“I do feel the pressure, because there’s a big fanbase,” admits the star of the new BBC Four adaptation
In the new issue of SFX (in the shops next Wednesday, 15 December) there’s a full interview with Stephen Mangan ( Green Wing , Free Agents ), the comic actor who’s bringing Douglas Adams’s Dirk Gently to BBC Four later this month. Here’s a snippet to whet your appetite:
“I do feel pressure that there’s a big fanbase, absolutely. I played Adrian Mole years ago and I felt a similar pressure because it’s almost as if you’re playing a real person, but a real person who everyone thinks looks different, in a slightly different way or who they’ve got a different idea of.”
But he’s taking a pragmatic approach:
“Firstly they hired me so they’re obviously after some of the qualities that I possess. You take a bit of pressure off yourself there and go, ‘Well they’re not expecting me to perform it as Brian Blessed or Michael Caine would.’ I brought a bit of who I am, what I find funny, what I find interesting to it. So it’s the classic cry of people when they see books filmed – ‘Oh it’s not how I imagined it’. Well no. At some point you have to make a decision about certain things and we have.

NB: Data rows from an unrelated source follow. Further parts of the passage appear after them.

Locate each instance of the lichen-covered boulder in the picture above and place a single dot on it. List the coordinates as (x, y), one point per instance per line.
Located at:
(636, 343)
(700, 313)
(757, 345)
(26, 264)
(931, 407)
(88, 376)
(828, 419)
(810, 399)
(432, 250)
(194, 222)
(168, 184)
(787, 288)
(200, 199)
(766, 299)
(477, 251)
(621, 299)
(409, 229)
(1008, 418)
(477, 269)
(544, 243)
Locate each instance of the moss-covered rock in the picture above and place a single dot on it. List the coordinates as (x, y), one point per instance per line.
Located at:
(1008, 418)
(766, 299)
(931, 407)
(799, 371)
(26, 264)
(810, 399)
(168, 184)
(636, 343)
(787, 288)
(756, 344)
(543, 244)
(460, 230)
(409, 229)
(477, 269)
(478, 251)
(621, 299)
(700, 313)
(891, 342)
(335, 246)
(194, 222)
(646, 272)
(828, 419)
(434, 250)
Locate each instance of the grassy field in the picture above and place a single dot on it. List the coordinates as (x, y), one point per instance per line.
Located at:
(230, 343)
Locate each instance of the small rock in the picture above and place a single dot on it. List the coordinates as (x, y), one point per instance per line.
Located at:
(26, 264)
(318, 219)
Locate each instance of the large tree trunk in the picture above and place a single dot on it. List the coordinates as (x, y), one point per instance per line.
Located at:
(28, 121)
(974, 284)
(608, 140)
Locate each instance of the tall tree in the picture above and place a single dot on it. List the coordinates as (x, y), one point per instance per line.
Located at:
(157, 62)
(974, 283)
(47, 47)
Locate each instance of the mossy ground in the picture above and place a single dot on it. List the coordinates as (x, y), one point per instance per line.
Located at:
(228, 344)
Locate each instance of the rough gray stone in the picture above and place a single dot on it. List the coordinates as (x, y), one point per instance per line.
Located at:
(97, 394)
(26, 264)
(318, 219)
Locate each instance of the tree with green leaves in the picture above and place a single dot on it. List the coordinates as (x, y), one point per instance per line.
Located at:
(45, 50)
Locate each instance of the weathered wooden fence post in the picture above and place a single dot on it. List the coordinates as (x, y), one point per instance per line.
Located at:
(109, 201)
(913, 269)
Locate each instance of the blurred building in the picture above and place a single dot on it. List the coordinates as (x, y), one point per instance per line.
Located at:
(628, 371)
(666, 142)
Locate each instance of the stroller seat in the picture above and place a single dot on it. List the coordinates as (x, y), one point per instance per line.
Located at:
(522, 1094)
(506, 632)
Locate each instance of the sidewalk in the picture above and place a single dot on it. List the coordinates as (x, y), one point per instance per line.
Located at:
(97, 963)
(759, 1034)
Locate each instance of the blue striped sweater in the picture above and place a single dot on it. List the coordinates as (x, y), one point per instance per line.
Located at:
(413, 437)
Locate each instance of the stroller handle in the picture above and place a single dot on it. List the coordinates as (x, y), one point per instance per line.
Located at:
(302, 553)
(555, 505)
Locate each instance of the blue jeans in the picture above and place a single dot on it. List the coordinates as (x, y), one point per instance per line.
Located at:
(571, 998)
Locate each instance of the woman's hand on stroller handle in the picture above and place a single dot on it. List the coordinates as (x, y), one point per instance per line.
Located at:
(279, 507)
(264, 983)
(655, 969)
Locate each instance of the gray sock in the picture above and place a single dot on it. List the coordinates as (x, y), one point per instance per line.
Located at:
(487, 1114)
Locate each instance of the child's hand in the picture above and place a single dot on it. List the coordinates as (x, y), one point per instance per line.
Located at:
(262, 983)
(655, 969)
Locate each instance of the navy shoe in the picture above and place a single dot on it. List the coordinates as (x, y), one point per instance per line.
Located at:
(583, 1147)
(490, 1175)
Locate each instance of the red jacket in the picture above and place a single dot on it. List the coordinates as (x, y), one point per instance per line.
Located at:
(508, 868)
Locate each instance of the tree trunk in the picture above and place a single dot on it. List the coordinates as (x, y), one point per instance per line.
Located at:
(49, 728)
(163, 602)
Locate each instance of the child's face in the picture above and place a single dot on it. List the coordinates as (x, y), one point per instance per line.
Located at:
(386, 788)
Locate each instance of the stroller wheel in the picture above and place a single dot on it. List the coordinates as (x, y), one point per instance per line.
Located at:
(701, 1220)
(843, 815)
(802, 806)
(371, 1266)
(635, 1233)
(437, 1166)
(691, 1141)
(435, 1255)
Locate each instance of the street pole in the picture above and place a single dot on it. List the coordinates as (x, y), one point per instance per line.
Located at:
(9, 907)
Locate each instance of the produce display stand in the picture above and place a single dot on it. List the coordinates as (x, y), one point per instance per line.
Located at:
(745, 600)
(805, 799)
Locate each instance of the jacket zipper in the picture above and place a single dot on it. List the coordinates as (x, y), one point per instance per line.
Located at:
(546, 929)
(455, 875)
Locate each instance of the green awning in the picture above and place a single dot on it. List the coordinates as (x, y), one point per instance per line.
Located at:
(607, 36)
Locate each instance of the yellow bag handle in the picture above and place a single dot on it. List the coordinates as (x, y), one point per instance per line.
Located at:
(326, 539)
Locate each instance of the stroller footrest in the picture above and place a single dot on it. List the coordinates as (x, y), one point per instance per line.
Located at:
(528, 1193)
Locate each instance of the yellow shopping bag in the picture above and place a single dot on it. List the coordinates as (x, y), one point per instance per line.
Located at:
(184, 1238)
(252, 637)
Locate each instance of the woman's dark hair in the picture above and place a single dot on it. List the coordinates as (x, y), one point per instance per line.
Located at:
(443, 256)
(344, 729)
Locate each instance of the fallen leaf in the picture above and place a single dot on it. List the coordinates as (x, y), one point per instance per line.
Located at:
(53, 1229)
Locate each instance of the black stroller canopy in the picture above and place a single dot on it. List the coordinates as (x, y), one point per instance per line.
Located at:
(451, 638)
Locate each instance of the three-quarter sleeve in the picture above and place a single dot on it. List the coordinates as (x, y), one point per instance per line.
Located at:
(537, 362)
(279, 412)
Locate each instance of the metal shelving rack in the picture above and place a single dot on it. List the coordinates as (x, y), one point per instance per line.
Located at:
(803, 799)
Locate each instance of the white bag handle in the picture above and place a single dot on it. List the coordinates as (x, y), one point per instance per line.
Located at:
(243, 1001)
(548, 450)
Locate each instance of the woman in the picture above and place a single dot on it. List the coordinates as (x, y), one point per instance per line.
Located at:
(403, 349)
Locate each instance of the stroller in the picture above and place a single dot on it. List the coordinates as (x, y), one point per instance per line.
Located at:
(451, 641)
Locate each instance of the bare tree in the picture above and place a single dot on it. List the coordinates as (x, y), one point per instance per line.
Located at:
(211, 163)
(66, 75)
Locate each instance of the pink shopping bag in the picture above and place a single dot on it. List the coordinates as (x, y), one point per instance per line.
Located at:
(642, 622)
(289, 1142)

““It’s got to be funny. If it’s not funny it will have failed because there are a lot of detective stories out there and they’re already well covered for serious, flawed detectives. So what this brings is the quirkiness, the oddness, the intelligence, the wit, the strangeness. The central dynamic of the whole show is me and Darren [Boyd], they’re like a double act. We get on very well but he’s six foot four which is quite annoying because I’m going to look very short.”